I've tried setting $x=-(1+y)$, substituting that into the first equation and solving it when equality holds, and then finding the length of the line segment which I got as $\sqrt{30}/6$. This is very messy and I'm sure that there is a better approach.
On
The segment $\sigma$ in question is formed the points on the line $\ell:\ x+y=-1$ satisfying $$(x+y)^3-6xy(x+y)\geq0\ ,$$ which is the same thing as the points on $\ell$ satisfying $6xy\geq1$. For these points we also have $$(x-y)^2=(x+y)^2-4xy\leq1-{2\over3}\ ,$$ hence $|x-y|\leq{1\over\sqrt{3}}$. The two lines $y=x\pm{1\over\sqrt{3}}$ intersect $\ell$ orthogonally, and are at distance ${1\over\sqrt{2}}\cdot{2\over\sqrt{3}}={\sqrt{6}\over3}$ of each other. It follows that this distance is then also the length of $\sigma$.

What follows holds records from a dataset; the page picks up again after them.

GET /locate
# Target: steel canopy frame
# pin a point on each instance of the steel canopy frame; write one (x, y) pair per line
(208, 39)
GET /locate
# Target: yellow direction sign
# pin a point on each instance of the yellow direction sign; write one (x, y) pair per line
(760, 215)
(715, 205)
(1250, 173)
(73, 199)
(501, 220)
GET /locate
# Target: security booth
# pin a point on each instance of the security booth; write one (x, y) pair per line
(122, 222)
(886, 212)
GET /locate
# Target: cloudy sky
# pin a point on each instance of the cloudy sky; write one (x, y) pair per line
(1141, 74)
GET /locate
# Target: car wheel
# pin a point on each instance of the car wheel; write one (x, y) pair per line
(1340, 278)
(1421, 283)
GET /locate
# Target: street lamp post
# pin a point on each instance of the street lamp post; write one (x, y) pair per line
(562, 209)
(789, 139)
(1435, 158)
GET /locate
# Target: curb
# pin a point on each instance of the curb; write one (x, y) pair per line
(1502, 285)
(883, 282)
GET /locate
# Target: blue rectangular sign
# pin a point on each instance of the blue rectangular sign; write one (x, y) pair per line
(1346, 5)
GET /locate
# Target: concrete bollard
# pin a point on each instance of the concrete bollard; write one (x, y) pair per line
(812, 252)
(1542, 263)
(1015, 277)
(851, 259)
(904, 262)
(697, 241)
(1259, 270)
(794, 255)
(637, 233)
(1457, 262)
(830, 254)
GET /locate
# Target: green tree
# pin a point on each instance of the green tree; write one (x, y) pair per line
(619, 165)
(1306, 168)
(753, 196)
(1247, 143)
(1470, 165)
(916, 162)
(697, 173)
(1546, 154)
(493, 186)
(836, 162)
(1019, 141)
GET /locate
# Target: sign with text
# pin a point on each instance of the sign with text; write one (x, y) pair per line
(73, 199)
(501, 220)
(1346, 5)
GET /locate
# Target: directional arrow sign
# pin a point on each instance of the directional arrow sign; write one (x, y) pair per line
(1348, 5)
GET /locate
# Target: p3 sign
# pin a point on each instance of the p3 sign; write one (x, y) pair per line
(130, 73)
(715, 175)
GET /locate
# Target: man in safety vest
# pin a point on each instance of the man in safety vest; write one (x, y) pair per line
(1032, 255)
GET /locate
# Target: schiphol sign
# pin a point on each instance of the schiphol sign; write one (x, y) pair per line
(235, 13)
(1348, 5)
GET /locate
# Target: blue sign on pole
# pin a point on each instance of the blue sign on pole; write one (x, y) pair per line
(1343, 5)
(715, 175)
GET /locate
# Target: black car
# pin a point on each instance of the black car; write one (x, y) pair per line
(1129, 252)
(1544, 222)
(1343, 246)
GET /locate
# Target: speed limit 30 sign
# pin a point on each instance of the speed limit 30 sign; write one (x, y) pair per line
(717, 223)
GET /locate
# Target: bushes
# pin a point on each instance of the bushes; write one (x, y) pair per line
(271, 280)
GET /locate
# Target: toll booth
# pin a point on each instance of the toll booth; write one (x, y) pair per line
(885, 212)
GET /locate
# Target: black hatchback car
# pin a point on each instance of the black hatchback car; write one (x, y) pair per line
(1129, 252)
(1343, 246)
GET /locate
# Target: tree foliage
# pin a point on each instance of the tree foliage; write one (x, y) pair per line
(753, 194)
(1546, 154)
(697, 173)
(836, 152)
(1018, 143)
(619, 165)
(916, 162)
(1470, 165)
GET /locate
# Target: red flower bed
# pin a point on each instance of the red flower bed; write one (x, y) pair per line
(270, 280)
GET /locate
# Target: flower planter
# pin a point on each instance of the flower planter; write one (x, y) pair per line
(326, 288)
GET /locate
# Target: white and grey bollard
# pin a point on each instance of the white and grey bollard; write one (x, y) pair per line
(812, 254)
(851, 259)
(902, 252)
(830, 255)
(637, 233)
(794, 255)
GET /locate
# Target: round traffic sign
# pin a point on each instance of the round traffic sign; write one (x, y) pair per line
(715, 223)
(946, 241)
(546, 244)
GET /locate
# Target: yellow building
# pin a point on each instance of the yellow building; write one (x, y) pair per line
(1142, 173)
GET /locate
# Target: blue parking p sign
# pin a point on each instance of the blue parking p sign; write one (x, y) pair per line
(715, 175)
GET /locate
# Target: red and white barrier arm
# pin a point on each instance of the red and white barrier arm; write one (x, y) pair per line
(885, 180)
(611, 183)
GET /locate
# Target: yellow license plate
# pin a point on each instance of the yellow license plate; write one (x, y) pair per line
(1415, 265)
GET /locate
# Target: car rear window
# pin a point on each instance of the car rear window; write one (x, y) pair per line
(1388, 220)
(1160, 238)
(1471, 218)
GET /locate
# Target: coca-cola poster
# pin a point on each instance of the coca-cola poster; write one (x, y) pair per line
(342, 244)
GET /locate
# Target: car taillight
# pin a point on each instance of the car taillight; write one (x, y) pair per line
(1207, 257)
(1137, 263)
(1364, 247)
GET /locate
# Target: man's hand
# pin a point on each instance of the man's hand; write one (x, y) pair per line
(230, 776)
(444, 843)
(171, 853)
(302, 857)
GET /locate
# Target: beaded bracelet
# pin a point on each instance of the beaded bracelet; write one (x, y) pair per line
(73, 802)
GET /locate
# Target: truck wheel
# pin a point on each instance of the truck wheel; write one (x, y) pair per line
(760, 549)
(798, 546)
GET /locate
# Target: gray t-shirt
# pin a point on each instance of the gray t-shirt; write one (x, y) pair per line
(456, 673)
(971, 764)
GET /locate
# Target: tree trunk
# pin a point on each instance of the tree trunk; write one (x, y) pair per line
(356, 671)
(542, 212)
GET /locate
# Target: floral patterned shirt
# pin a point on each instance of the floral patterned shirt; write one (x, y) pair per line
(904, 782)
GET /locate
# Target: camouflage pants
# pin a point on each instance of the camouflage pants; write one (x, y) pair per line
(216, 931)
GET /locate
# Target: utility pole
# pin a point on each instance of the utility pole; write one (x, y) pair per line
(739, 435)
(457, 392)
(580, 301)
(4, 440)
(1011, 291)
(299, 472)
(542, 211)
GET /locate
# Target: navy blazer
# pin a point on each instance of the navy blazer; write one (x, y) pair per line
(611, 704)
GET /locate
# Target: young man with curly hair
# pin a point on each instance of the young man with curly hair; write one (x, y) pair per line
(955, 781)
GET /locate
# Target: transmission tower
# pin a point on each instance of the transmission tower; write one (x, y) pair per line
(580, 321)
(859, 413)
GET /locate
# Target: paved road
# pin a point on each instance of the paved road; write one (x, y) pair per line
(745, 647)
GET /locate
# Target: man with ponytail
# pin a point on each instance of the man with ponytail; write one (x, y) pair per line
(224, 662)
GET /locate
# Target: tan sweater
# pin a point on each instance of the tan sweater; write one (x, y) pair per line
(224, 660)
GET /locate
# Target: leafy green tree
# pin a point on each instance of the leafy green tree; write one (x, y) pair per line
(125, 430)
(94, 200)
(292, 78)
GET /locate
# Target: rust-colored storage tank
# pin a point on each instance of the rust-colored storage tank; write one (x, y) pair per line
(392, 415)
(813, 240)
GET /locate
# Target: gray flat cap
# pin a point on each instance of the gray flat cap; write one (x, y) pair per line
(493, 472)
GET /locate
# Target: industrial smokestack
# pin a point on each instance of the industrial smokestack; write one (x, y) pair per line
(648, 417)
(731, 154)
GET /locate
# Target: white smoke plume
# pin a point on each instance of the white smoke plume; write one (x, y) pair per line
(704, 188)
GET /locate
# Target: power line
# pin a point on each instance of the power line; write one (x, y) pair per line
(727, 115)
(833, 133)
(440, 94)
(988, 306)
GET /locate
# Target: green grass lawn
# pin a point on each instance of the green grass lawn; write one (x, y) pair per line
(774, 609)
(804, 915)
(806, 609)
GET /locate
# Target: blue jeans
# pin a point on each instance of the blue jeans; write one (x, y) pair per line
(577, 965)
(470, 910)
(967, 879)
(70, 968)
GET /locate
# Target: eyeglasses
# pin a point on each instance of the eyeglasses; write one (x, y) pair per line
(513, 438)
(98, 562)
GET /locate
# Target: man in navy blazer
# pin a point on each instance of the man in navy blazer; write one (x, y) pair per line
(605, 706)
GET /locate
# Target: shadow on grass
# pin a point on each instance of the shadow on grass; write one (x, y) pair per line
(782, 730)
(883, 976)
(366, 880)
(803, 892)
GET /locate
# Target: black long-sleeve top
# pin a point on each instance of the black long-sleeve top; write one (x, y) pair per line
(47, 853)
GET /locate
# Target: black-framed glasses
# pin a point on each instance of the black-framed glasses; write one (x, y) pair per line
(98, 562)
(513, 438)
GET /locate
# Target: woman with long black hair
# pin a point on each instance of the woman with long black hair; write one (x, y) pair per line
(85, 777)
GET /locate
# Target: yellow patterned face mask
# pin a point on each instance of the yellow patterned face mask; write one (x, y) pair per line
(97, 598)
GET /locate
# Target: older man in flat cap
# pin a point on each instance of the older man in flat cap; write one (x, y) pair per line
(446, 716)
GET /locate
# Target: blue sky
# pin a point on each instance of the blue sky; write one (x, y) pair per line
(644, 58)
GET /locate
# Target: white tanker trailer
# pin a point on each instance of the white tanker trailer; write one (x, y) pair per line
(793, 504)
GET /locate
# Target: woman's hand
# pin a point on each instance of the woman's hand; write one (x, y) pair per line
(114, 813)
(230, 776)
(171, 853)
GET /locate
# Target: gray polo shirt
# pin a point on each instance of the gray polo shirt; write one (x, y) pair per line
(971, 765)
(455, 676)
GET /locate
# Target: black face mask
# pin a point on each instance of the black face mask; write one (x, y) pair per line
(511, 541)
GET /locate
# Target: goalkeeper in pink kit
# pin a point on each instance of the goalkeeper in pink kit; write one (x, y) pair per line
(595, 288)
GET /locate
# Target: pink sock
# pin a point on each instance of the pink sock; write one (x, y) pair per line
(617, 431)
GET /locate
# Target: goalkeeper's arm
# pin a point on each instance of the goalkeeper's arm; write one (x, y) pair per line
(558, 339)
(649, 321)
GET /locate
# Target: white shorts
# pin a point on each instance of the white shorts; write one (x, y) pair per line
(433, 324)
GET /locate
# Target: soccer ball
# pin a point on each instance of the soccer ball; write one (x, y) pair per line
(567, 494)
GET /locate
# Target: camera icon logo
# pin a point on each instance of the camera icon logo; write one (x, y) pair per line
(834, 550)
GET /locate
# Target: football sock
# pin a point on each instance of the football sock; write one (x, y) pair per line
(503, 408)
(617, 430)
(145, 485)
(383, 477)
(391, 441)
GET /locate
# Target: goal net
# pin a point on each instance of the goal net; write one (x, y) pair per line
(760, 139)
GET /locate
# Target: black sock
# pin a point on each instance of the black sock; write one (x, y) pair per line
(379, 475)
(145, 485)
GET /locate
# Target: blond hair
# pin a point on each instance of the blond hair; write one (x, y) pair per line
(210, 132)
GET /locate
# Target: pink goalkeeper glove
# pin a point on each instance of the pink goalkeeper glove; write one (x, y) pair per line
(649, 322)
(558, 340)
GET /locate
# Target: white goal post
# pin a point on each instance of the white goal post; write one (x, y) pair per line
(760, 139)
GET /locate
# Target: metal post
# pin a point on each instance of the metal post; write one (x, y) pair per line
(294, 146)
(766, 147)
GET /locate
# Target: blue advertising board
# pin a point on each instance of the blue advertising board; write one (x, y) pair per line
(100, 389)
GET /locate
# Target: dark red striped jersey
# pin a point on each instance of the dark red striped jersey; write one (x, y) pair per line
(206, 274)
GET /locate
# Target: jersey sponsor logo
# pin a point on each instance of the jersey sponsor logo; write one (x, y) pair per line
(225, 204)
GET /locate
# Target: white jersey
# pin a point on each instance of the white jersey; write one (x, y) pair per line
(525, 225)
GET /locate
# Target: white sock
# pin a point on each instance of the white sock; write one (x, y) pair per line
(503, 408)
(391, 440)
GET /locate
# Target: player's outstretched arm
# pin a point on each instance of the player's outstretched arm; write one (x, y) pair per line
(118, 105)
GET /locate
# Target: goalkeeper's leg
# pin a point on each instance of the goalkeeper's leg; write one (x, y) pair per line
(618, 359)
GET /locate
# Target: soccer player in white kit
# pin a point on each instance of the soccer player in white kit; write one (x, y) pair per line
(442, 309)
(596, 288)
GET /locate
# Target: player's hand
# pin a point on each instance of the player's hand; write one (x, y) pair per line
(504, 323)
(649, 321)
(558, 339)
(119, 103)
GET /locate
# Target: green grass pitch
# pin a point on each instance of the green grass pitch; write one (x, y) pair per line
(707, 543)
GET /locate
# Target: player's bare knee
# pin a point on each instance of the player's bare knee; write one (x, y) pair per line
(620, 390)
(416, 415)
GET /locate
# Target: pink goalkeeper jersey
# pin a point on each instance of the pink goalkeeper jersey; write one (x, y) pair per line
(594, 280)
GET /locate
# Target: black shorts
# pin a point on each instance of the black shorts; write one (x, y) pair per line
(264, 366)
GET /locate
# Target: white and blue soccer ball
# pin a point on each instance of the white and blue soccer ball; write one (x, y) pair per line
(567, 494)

Note that $$\begin{align}&x^3-3y^2x\ge 3x^2y-y^3\\\\&\iff (x^3+y^3)-3xy(x+y)\ge 0\\\\&\iff (x+y)(x^2-xy+y^2)-3xy(x+y)\ge 0\\\\&\iff (x+y)((x+y)^2-3xy)-3xy(x+y)\ge 0\end{align}$$
Since $x+y=-1$, we get $$(-1)((-1)^2-3xy)-3xy(-1)\ge 0,$$ i.e. $$xy\ge \frac 16,$$ i.e. $$x(-x-1)\ge\frac 16,$$ i.e. $$(x_{\text{min}}=)\ \frac{-3-\sqrt 3}{6}\le x\le \frac{-3+\sqrt 3}{6}\ (=x_{\text{max}})$$
Therefore, the answer is $$\sqrt{(x_{\text{max}}-x_{\text{min}})^2+((-x_{\text{max}}-1)-(-x_{\text{min}}-1))^2}=\sqrt 2\ |x_{\text{max}}-x_{\text{min}}|=\color{red}{\frac{\sqrt 6}{3}}$$